First, I think it has to be regarded as even more taxing than the last two.

Second, it has to be targeted at top two, not top six. Which only serves to underline point one.

A third factor here, but only applicable to me, is that the timing of this column’s summer break is causing it some difficulty as well. The season will be just underway when it returns, leaving this as the one opportunity to assess how things might go in the next nine months and without some vital pieces of evidence, like subsequent transfer business.

But I reckon it’s fair to see this as a pivotal season for the club, its manager and, to some extent, the plans of its chairman. Not that Dejphon Chansiri won’t remain passionately committed whatever the outcome. It’s just that 2017-18 could test the commendable and refreshing continuity he has brought to the task of putting the Owls back in the Premier League.

Given another competitive campaign, there is no logical reason why any of the above should change and I sincerely hope it doesn’t. But since when did logic have much to do with a sport ruled largely by emotion?

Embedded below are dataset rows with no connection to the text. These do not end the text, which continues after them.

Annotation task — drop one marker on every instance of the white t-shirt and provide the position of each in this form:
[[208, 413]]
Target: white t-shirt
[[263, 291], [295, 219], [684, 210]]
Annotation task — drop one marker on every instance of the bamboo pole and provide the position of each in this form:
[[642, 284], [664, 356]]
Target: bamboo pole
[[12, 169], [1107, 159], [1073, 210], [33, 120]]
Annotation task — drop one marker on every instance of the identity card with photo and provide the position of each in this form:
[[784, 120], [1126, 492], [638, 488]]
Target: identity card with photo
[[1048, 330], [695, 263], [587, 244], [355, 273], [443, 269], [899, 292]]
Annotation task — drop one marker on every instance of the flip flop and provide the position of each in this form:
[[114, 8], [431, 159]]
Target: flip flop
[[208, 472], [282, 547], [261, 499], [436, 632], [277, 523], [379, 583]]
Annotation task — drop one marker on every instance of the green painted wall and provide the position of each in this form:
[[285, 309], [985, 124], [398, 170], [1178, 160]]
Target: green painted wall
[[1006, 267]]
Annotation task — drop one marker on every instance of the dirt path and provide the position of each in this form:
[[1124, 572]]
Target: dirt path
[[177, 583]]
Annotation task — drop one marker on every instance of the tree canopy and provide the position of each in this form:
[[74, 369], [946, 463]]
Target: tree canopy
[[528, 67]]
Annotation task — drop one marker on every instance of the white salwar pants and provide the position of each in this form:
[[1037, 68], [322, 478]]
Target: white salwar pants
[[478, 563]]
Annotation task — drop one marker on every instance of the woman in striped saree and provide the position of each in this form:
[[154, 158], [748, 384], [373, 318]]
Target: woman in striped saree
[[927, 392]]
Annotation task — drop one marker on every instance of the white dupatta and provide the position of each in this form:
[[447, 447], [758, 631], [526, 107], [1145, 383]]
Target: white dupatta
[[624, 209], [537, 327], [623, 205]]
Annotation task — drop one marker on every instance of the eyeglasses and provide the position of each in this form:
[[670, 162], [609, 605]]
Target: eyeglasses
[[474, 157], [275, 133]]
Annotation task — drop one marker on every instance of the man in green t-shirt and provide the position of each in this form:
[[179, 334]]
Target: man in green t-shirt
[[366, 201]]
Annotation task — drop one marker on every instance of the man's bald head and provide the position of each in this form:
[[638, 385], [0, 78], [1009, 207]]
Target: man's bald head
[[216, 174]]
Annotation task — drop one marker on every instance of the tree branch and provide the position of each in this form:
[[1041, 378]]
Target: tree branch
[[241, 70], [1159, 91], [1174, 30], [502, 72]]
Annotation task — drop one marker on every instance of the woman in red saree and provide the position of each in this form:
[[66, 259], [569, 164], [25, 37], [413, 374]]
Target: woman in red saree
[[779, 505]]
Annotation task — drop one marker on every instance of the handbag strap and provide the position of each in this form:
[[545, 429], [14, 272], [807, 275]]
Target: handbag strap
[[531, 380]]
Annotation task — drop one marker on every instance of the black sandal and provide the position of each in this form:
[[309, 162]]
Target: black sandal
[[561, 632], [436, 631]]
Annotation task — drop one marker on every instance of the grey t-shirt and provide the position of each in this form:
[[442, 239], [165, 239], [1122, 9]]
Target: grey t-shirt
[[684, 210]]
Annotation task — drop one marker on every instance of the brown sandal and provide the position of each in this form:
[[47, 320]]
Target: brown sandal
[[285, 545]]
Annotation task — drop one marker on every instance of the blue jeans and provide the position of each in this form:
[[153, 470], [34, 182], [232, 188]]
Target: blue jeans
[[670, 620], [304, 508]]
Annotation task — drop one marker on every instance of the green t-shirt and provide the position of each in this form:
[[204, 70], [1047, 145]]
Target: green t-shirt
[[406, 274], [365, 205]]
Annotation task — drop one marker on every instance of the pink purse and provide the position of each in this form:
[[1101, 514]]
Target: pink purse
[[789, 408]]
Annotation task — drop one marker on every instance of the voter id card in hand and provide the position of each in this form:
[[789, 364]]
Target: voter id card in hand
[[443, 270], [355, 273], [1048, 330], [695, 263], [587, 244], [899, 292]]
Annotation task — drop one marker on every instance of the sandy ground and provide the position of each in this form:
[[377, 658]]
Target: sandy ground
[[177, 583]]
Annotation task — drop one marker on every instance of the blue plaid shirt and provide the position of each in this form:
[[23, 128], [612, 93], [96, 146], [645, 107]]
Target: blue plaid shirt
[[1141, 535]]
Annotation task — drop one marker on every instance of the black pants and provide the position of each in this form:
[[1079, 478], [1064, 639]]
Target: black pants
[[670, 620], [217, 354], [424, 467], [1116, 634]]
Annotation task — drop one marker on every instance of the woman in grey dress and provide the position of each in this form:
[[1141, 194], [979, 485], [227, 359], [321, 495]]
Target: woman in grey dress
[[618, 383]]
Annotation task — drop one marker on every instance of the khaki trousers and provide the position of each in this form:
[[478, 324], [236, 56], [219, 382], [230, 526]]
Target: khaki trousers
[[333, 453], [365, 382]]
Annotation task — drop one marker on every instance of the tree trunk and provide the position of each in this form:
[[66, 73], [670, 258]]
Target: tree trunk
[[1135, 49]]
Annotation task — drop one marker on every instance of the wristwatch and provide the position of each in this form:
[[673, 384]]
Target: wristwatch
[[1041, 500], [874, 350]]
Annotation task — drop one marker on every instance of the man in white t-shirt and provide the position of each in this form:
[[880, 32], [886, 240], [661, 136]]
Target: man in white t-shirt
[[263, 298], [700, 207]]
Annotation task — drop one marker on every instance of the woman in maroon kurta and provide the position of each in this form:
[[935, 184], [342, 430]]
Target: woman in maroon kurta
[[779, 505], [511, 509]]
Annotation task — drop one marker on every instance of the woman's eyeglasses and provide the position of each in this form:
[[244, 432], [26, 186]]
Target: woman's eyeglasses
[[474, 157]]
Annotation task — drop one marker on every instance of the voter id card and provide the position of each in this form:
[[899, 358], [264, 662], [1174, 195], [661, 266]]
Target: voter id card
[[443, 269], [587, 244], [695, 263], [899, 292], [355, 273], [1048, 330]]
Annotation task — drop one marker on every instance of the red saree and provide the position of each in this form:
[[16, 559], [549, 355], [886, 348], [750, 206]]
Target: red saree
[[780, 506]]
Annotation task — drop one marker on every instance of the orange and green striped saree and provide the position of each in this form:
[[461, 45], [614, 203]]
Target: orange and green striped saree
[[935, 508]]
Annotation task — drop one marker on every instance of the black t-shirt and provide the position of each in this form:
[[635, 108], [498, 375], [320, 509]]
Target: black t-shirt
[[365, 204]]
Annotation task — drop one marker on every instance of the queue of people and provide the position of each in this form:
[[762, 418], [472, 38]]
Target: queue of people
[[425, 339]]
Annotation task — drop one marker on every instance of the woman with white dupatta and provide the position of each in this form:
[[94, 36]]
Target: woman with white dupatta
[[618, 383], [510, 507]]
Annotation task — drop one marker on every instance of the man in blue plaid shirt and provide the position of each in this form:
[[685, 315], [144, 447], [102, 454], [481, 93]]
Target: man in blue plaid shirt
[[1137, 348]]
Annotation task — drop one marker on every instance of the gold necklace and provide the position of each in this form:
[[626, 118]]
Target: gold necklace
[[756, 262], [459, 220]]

Even two years is an exceptionally long tenure for a manager in the Championship. Make it three – without promotion – and that is an age by modern standards. Also, by any standards,

Carlos Carvalhal has done an excellent and, I feel, underrated job. But you’d think he will know better than anyone that a third attempt could be make or break in terms of his longevity.

That was the risk he took in committing again to the Owls following last season’s second successive play-off disappointment.

The head coach will also have realised that finishing top six, but not top two, might be seen initially as some sort of failure by a much larger section of support than last time when the dissident voices were clearly in a minority.

And for a man who insists that what he calls a “triangle” of togetherness (fans, chairman, himself) has to be intact in order for him to continue, the personal importance of the coming campaign is obvious. Not that he will worry about that, simply enjoy the job as much as he can for as long as he can, having established a measure of financial independence from it.

So here’s the crunch. Top two? For me, once again a very tall order. That’s not so much an assessment of the Owls squad (incomplete at this stage) as being realistic about the competition around them.

In the first promotion odds I saw after the fixtures were released, Aston Villa, Fulham, Middlesbrough, Norwich and Derby were all rated better bets. With some justification. Then what of Hull, Reading, Wolves,

Harry Redknapp’s Birmingham or maybe Neil Warnock’s Cardiff?

There is some comfort and realism in the knowledge of Wednesday escaping a favourites’ tag from the bookies. But expectation around Hillsborough is huge regardless and I hope there are no hasty or premature judgments on what remains a work in progress.

Yes, aim for top two and don’t lower sights from that – but being in amongst it for a third successive year would still rank as some achievement in itself.